Apesar de ser um caso único, a Fazenda Paraná reflete uma tendência que vem se consolidando no agronegócio brasileiro: a da integração lavoura-pecuária-floresta (ILPF). Pesquisa realizada pela consultoria Kleffman Group para a Rede de Fomento ILPF, na safra 2015/2016, mostrou que o sistema já é adotado em 11,5 milhões de hectares – ou 5,5% das áreas sob uso agropecuário no Brasil –, com crescimento de quase 20% ao ano, desde 2005. A expectativa é superar os 20% da área total explorada em 2030. “Os benefícios aparecem de todos os lados”, diz Lourival Vilela, pesquisador da Embrapa.
Isso porque, ao colocar o gado em campos nos quais planta soja e milho, o produtor consegue, entre outras coisas, diversificar sua fonte de renda. Pesquisas feitas pela Embrapa e outras instituições também mostram o aumento da produtividade tanto do gado quanto dos grãos.
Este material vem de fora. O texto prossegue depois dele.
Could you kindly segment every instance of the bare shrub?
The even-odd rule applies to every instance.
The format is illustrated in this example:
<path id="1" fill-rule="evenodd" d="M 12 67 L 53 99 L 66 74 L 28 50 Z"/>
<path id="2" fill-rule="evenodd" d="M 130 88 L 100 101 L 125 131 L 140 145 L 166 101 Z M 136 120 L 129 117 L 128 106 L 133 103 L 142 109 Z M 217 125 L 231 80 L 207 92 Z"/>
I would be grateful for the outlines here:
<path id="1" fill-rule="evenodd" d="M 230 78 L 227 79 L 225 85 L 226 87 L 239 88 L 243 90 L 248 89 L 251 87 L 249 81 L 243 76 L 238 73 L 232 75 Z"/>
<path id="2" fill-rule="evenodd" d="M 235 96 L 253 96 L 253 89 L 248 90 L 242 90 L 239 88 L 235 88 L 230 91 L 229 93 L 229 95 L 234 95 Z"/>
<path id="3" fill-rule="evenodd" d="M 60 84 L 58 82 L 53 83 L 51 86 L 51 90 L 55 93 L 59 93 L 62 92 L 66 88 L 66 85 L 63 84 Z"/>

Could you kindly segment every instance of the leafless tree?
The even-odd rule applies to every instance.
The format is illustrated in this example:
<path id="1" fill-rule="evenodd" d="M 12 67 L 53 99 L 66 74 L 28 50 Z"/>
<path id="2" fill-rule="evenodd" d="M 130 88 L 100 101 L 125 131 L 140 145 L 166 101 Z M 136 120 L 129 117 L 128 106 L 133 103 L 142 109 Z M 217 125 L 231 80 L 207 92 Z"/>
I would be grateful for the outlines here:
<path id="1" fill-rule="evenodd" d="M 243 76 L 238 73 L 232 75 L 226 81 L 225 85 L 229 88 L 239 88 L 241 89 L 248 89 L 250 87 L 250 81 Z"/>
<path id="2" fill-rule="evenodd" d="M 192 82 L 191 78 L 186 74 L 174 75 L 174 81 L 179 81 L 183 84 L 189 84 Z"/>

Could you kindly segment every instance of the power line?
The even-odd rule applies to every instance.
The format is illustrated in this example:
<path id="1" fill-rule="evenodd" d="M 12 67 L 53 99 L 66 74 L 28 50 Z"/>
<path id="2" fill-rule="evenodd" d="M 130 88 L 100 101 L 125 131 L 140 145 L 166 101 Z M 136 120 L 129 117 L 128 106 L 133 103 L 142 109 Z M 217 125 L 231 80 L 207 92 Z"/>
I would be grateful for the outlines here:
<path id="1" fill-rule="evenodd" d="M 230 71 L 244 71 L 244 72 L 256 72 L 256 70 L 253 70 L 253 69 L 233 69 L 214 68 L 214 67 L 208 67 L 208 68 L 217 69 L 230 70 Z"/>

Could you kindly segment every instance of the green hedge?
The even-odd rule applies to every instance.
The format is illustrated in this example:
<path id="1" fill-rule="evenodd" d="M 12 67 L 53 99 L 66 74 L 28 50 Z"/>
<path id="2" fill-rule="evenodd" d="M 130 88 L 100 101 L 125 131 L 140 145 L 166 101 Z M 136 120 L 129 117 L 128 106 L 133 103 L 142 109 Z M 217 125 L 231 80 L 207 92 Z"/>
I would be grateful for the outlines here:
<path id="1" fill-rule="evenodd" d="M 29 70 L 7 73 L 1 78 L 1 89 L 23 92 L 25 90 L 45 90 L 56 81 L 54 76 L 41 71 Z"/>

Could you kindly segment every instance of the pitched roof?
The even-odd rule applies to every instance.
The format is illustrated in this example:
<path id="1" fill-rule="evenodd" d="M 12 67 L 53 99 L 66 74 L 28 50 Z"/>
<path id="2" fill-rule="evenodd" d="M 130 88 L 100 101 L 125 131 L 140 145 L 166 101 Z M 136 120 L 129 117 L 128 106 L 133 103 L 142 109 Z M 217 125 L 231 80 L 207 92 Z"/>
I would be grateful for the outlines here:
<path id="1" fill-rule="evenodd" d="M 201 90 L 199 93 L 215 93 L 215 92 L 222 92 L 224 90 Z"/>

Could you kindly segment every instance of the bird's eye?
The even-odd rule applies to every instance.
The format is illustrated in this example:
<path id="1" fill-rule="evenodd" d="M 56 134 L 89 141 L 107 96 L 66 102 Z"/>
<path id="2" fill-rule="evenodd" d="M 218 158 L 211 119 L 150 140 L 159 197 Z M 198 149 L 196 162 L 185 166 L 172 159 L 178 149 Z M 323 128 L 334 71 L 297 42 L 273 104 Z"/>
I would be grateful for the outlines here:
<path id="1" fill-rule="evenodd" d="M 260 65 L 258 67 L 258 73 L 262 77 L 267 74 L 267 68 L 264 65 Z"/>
Isso sem contar a redução do impacto ambiental, a diversificação da biodiversidade e a melhoria do bem-estar dos animais. Há ganhos ainda pela diminuição do êxodo rural e na maior geração de empregos.
Tantas vantagens, porém, não significam que a monocultura extensiva, realidade da maior parte dos campos explorados no País, esteja com os dias contados. “O maior ganho é não precisar aumentar a área desmatada porque a produtividade aumenta”, diz Vilela.
No caso de pecuaristas como Libera, a alternativa de diversificação faz todo o sentido, dizem os especialistas. “O ganho com pecuária é baixo”, afirma Plínio Nastari, presidente da consultoria Datagro. Enquanto a renda média anual com gado no País é de R$ 800 a R$ 900 por hectare, com milho ela sobe para R$ 2,4 mil, chega a R$ 3,6 mil com soja e vai a R$ 11 mil com cana. O pecuarista ganha mais dinheiro com a valorização da terra do que com o gado em si.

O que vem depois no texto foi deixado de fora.